Shifting from present to past and back again, Try Not to Breathe unfolds layer by layer until its heart-stopping conclusion. The result is an utterly immersive, unforgettable debut.
For me this book had two stories woven into one. It is essentially how Alex uses Amy and her story as a mechanism slowly rebuild her life. It made an interesting blend and set it apart from other ‘who did it’ novels. I really enjoyed the fact that the author kept you guessing right until the very end, whilst tormenting us with red herrings along the way. I loved thinking that Amy was still in their and the instalments from Amy were very compelling. The ramifications of a traumatic event were also explored in this book. The people close to Amy had all been affected in different and sometimes subtle ways and Alex’s investigation was a vehicle to analyse this.

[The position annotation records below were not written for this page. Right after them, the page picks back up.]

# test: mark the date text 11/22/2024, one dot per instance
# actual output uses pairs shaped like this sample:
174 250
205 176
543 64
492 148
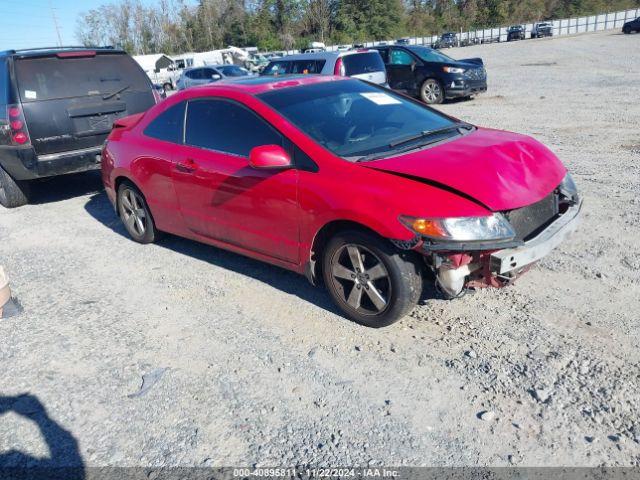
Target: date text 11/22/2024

Alex’s struggle with alcoholism permeates the entire book. It was shocking to hear the extent at which she had ruined her body. The vivid depiction throughout the book about addiction was flawless. I sometimes find it hard to warm to really flawed characters but the fact that Alex knew her problems and has the strength to try and overcome them was really inspiring. I felt like I really felt her growing as the novel went on.
The only issues I had was that I felt it went on for too long. In my opinion it could have been cut down a bit. I found myself skipping some of the flashbacks about Alex’s background because I just wanted to know what happened to Amy. That was the only thing that I felt brought this down and I think that is just my impatience speaking. But on the whole I really liked it.
This book is slightly similar to the Girl on the Train by Paula Hawkins. But I think this book is better than the as the protagonist is much more likeable and strong and the story of Amy is much more gripping, interesting and unique. The characters are explored and brought to life vividly and enhance an already captivating plot.